The museum itself was a marvel. Both in terms of the exhibits there, as well as of the human endeavour embedded in the venture. The government, I quickly learned, had granted the land against a payment of a token Lm500 annually, some 14 years ago. The creation of the museum is the result of donations and voluntary work. Recently, the enterprising volunteers who make the aviation museum fly also secured funding for a specific project from the EU, which put up 60 per cent of the requirement.
The rest came from donations. The museum only has two employees, who would probably earn considerably more in similar employment elsewhere. There are a number of volunteers, who involve themselves with a passion that the kids did not fail to notice and be fired by it, including this one. One of the volunteers, Tony Spiteri, gave juniors excitement plus an extension of our education.
He helped each one of the kids, including the three-year-old, one by one into the cockpit of a reconstructed 60-year-old plane. Tony explained to them, one by one, with similar commitment and enthusiasm, how the instruments worked. One kid on the ground called to another who was in the cockpit - do not touch the lever of the ejector seat!
Tony, who will soon become a grandfather, evidently loved showing kids around.
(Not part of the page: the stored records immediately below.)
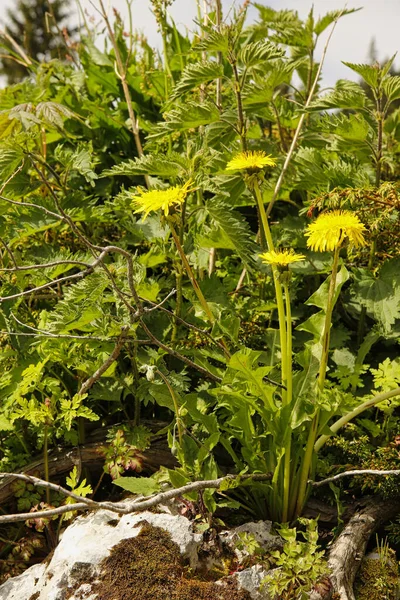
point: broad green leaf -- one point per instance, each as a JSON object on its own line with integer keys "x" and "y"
{"x": 144, "y": 486}
{"x": 330, "y": 18}
{"x": 258, "y": 52}
{"x": 195, "y": 75}
{"x": 320, "y": 297}
{"x": 380, "y": 295}
{"x": 370, "y": 73}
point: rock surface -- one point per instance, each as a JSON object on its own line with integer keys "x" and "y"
{"x": 75, "y": 566}
{"x": 259, "y": 530}
{"x": 251, "y": 580}
{"x": 84, "y": 545}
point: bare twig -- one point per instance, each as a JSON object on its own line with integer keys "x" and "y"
{"x": 7, "y": 181}
{"x": 32, "y": 205}
{"x": 302, "y": 118}
{"x": 181, "y": 357}
{"x": 11, "y": 255}
{"x": 62, "y": 336}
{"x": 121, "y": 73}
{"x": 156, "y": 306}
{"x": 56, "y": 263}
{"x": 106, "y": 364}
{"x": 17, "y": 47}
{"x": 119, "y": 507}
{"x": 296, "y": 136}
{"x": 355, "y": 472}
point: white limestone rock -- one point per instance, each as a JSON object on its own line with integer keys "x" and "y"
{"x": 84, "y": 544}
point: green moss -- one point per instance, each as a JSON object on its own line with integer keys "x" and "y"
{"x": 150, "y": 567}
{"x": 378, "y": 579}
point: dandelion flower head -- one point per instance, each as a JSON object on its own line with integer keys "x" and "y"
{"x": 250, "y": 161}
{"x": 281, "y": 258}
{"x": 330, "y": 230}
{"x": 147, "y": 201}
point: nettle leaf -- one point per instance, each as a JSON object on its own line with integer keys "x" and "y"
{"x": 11, "y": 158}
{"x": 215, "y": 41}
{"x": 391, "y": 87}
{"x": 80, "y": 159}
{"x": 81, "y": 305}
{"x": 369, "y": 73}
{"x": 381, "y": 294}
{"x": 171, "y": 165}
{"x": 189, "y": 116}
{"x": 330, "y": 18}
{"x": 53, "y": 114}
{"x": 347, "y": 94}
{"x": 387, "y": 375}
{"x": 258, "y": 52}
{"x": 235, "y": 228}
{"x": 195, "y": 75}
{"x": 351, "y": 127}
{"x": 138, "y": 485}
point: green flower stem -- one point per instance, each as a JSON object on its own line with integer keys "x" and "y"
{"x": 309, "y": 452}
{"x": 193, "y": 281}
{"x": 263, "y": 215}
{"x": 46, "y": 460}
{"x": 278, "y": 289}
{"x": 354, "y": 413}
{"x": 289, "y": 350}
{"x": 176, "y": 405}
{"x": 190, "y": 274}
{"x": 289, "y": 394}
{"x": 328, "y": 321}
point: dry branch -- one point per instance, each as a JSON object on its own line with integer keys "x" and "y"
{"x": 124, "y": 508}
{"x": 349, "y": 548}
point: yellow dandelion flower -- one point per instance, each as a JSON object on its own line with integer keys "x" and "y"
{"x": 331, "y": 229}
{"x": 281, "y": 258}
{"x": 250, "y": 161}
{"x": 148, "y": 201}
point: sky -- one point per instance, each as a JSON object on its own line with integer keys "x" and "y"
{"x": 378, "y": 20}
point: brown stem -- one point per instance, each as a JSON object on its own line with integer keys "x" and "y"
{"x": 122, "y": 75}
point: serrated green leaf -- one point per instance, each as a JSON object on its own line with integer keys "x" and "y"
{"x": 330, "y": 18}
{"x": 138, "y": 485}
{"x": 237, "y": 231}
{"x": 258, "y": 52}
{"x": 195, "y": 75}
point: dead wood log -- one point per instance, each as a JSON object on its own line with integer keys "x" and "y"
{"x": 349, "y": 548}
{"x": 91, "y": 456}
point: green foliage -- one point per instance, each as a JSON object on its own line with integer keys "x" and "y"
{"x": 300, "y": 566}
{"x": 96, "y": 299}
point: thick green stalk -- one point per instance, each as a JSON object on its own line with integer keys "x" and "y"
{"x": 354, "y": 413}
{"x": 278, "y": 289}
{"x": 288, "y": 443}
{"x": 309, "y": 452}
{"x": 190, "y": 274}
{"x": 328, "y": 321}
{"x": 46, "y": 460}
{"x": 176, "y": 405}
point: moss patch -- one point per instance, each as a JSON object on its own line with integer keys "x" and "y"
{"x": 377, "y": 579}
{"x": 150, "y": 567}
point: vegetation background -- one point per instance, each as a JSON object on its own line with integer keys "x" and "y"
{"x": 160, "y": 278}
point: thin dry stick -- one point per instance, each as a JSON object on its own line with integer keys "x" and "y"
{"x": 295, "y": 137}
{"x": 17, "y": 48}
{"x": 354, "y": 473}
{"x": 119, "y": 507}
{"x": 7, "y": 181}
{"x": 121, "y": 73}
{"x": 106, "y": 364}
{"x": 56, "y": 263}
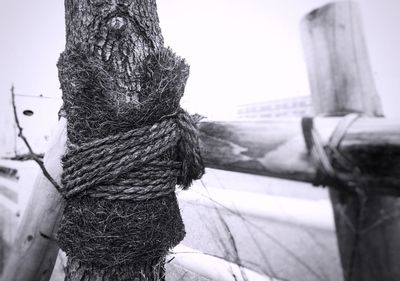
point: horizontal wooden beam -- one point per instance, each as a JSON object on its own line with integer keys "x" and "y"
{"x": 277, "y": 148}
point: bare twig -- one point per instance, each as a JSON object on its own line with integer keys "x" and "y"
{"x": 33, "y": 155}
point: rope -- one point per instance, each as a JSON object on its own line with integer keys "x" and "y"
{"x": 94, "y": 169}
{"x": 123, "y": 162}
{"x": 330, "y": 162}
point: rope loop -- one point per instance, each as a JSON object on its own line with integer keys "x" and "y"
{"x": 333, "y": 168}
{"x": 134, "y": 165}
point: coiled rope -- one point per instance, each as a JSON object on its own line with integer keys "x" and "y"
{"x": 122, "y": 164}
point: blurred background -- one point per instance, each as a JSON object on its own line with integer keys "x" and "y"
{"x": 246, "y": 61}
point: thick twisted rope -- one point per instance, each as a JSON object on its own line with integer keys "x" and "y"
{"x": 123, "y": 162}
{"x": 129, "y": 166}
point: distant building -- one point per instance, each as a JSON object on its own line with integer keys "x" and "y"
{"x": 290, "y": 107}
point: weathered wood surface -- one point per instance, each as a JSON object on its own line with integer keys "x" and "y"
{"x": 277, "y": 148}
{"x": 367, "y": 225}
{"x": 34, "y": 251}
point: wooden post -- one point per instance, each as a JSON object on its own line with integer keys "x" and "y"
{"x": 341, "y": 82}
{"x": 35, "y": 250}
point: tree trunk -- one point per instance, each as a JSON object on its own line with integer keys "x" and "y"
{"x": 108, "y": 47}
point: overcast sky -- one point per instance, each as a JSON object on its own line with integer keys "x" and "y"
{"x": 240, "y": 51}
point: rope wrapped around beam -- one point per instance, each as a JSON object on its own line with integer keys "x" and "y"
{"x": 122, "y": 164}
{"x": 333, "y": 168}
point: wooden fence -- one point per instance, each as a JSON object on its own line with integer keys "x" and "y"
{"x": 364, "y": 196}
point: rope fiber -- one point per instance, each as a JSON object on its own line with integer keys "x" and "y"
{"x": 123, "y": 161}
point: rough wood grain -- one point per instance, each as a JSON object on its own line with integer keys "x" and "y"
{"x": 277, "y": 149}
{"x": 367, "y": 224}
{"x": 34, "y": 251}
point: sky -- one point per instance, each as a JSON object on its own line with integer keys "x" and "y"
{"x": 240, "y": 51}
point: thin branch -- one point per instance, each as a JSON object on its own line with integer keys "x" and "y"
{"x": 33, "y": 155}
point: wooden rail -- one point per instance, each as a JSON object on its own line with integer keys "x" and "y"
{"x": 367, "y": 224}
{"x": 277, "y": 148}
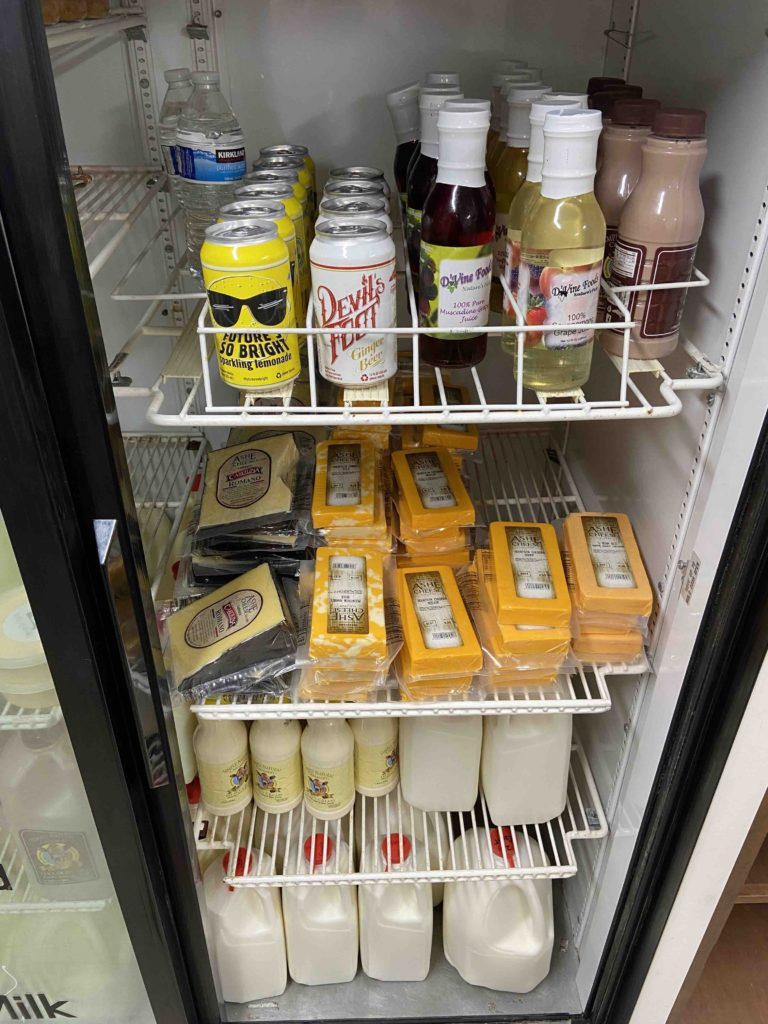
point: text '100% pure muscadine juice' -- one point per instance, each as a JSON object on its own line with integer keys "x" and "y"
{"x": 247, "y": 273}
His knowledge of aviation history and Malta's historical importance in it, beyond war considerations, is amazing, though his regular job is totally unrelated to that sector.
He gave the kids a copy of an illustrated informative guide to Ta' Qali Malta Aviation Museum, which - as PRO - he compiled last year, including the brief technical and historical details to be found in it. I shall keep the guidebook on the kids' collective behalf, and for my own enjoyment.
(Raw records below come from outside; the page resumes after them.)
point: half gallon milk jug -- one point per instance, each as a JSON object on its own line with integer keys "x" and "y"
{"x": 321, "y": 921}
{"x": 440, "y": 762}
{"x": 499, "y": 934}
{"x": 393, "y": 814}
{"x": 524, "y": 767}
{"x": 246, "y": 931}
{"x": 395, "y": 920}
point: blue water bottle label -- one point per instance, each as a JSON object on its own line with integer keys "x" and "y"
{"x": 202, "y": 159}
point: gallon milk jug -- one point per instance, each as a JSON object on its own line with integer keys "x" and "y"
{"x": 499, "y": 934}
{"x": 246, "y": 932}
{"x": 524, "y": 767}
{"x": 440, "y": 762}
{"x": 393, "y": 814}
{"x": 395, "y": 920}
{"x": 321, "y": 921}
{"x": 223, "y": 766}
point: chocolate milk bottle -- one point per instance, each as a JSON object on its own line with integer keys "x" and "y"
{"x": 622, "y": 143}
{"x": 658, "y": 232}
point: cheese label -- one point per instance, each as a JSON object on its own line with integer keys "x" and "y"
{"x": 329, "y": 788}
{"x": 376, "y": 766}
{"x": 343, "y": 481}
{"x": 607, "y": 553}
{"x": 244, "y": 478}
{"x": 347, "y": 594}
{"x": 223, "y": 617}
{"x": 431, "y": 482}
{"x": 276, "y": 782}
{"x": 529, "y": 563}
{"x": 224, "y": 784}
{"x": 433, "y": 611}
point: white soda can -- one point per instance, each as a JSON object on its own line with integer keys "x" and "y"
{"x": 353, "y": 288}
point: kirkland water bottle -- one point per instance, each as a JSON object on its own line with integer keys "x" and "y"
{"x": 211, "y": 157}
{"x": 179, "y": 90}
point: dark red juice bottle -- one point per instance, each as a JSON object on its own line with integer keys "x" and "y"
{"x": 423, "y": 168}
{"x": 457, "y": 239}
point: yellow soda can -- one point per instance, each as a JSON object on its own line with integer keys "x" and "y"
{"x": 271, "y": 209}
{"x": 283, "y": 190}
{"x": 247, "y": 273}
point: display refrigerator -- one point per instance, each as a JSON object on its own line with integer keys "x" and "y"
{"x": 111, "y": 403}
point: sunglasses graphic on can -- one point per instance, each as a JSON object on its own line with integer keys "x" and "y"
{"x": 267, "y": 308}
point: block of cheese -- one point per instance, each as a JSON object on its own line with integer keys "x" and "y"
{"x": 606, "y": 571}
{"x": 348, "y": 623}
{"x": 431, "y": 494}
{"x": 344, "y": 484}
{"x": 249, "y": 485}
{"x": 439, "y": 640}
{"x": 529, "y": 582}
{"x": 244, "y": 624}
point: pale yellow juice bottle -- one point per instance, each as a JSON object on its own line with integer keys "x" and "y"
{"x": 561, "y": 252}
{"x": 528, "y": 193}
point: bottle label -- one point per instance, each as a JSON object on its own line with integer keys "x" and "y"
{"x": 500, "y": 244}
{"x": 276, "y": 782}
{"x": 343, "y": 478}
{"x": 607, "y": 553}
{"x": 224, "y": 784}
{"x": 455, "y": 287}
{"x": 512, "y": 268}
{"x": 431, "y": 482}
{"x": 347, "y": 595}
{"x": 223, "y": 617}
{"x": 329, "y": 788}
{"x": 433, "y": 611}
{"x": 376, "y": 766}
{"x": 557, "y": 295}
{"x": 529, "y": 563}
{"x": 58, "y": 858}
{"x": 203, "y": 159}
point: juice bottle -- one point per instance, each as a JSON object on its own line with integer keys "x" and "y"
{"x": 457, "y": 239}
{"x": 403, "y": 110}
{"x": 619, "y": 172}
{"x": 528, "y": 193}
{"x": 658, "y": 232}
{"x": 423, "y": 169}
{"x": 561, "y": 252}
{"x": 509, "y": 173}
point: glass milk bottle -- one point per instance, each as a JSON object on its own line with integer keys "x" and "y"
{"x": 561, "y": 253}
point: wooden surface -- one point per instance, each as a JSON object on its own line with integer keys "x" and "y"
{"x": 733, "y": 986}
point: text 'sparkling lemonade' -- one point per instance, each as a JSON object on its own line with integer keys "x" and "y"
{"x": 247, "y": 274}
The museum's attractions include a model plane which children of whatever age try to manipulate with ropes into take off. It was the three-year-old in the group who, to our amazement, managed it. Perhaps the fact that her mother had already been a pilot for several years when she conceived her, explains it.
Ray Polidano, director-general of the Malta Aviation Museum, was another fount of enthusiastic information and a striking example of commitment. He told us that the museum is planning a Malta aviation history for juniors. It should be an exciting addition to occasional teaching and reading. Ray did not mention funding, but I rather suspect that sponsors would be welcome.
Close to 20,000 visitors go to the museum annually. The total includes schoolchildren, as well as a considerable number of foreign visitors. They were very evident when I was taken there by my junior group. They had a great time and found assistance and information from the volunteers, who also found the time to spread themselves around for the benefit of other visitors, even when besieged by a group like ours.
I can wish readers nothing better for the New Year than to find simple enjoyment as my junior hosts gave me during their school holidays, along with enduring peace in their heart and serenity in their lives.